There’s a proposal scene and that becomes a scene where Diana stands up for herself and also helps Dodi realize that he needs to do the same.
There are plenty of scenes that portray Diana in times of strife, but they’re relatable, not saccharine:
There’s a scene where she’s talking to her therapist on the phone, waving her hand about like a hysteria patient as she discusses the madness that still reigns over her life. Her therapist tells her that she needs to get away from chaos, and Diana admits that she knows she should. She makes the intention to, anyway.
Then there’s a scene where her detoured outing with Dodi causes her to miss her scheduled phone call with the boys, and she furiously bites over her finger in frustration.
There are moments when she’s having the time of her life with Dodi. She’s laughing and being goofy and carefree. There are moments when she knows that being with him is silly. There a moments when she loses herself entirely in the cage of her situation with the paparazzi, and has no choice but to let Dodi helplessly attempt to help her out of it.

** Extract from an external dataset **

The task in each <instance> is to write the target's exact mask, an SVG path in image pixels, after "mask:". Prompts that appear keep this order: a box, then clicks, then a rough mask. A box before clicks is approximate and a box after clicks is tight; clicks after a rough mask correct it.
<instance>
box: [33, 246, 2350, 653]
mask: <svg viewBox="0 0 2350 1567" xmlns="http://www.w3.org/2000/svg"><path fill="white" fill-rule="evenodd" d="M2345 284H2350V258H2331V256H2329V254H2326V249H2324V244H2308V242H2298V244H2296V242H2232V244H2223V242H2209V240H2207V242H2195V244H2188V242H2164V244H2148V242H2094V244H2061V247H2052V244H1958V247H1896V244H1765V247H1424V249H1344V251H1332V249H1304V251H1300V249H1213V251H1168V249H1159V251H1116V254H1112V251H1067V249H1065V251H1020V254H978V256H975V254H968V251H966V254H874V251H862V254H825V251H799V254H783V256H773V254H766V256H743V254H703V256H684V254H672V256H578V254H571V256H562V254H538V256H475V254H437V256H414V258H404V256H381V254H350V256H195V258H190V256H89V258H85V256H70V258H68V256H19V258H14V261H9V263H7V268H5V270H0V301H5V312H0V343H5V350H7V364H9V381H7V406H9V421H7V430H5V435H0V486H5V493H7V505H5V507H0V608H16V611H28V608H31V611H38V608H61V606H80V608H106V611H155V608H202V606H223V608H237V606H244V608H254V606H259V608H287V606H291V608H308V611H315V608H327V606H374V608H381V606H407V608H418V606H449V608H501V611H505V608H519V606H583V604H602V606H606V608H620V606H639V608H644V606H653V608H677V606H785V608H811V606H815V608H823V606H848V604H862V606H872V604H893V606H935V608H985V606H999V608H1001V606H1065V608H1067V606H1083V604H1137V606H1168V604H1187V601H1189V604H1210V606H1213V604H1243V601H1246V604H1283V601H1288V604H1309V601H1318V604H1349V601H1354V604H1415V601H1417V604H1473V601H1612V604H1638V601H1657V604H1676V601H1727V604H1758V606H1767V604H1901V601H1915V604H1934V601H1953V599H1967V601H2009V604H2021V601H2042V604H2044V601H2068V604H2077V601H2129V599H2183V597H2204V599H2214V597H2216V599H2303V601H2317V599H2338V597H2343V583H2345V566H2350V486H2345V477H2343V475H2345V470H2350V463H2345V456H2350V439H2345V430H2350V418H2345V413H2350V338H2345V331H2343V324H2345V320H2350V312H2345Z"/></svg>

Nobody’s ever going to get the Diana story correct, but at least for me, watching it made her feel so real and fun and chaotic while being compassionate and dedicated and yet wanting to be seen as more. The female experience in a nutshell. It doesn’t get any more blunt than that, really.
About Those Ghosts
Lastly, there’s the pesky “ghost” trope that everyone’s complaining about. Because they’re not ghosts, dammit. They’re figments of imagination.
I read those scenes more as Prince Charles and Queen Elizabeth's interpretation of Diana validating them. Like a last convo to ease their guilt in some way.
Like closure, but selfish closure.
Diana thanks Charles for being raw and broken after he identifies her remains in the hospital. She praises him for simply acting human. Charles expresses regret for his actions, but he knows that is powerless against the humanity she brought to the royal family. He will never escape it. He knows this. He admits to it.
Diana tells The Queen that it wasn’t her intention to destroy the perception of the Monarchy, but that in light of everything it it would be best to express sadness because it’s what her subjects now expect. The Queen does what is expected of her, and later prays at her bed before ending her evening. She looks over her shoulder during her prayer, and perhaps will always be looking over her shoulder from that point on, knowing that staying true to her “duty” knowing there will always be something dark looming there.
Dodi tells his father that it's foolish to try to impress the Western world because he'll never be seen as one of them. Later, after he sends Diana’s clothing and possessions back to the family alongside condolences for their loss, he never receives any note in return. No thanks. No gratitude. No compassion. Dodi was right.
The “ghosts” of Dodi and Diana They represent closure that the three guilty parties attempt to get for themselves in the aftermath. We all do this. We all try to have that “last conversation” with lost loved ones. Sometimes we have multiple last conversations. In entertainment, this always comes in the form of a “ghost”, which it a trope if there ever was one, but because this is a dramatization, dammit, and public perception IS the ghost that hangs over Charles and The Queen and Mohamed.
My Overall Thoughts
I see this package of episodes a bit like a spinoff miniseries of The Crown. It’s not up to the same par as earlier seasons of The Crown. It definitely lacks nuance and at times is rather blunt and formulaic in its storytelling, but you can’t tell the Diana story like you’d tell The Queen’s story. The Queen DID take the side stage during Diana’s reign over the people. It wasn’t a nuanced time in monarchy history. It was full-on soap opera fodder. The Royal Family still is a real-life soap opera, for better or for worse.
I’ll be waiting avidly for Part 2. I was so damn obsessed with Kate Middleton in the early 00s. I’ve been pretty nostalgic for that time of my life. I was just an insecure young woman back then, and I’m really excited to see how they portray Kate’s early party-girl days with William and Harry.
Overall, as an introverted party-girl, I had a blast watching this and can’t wait for the rest.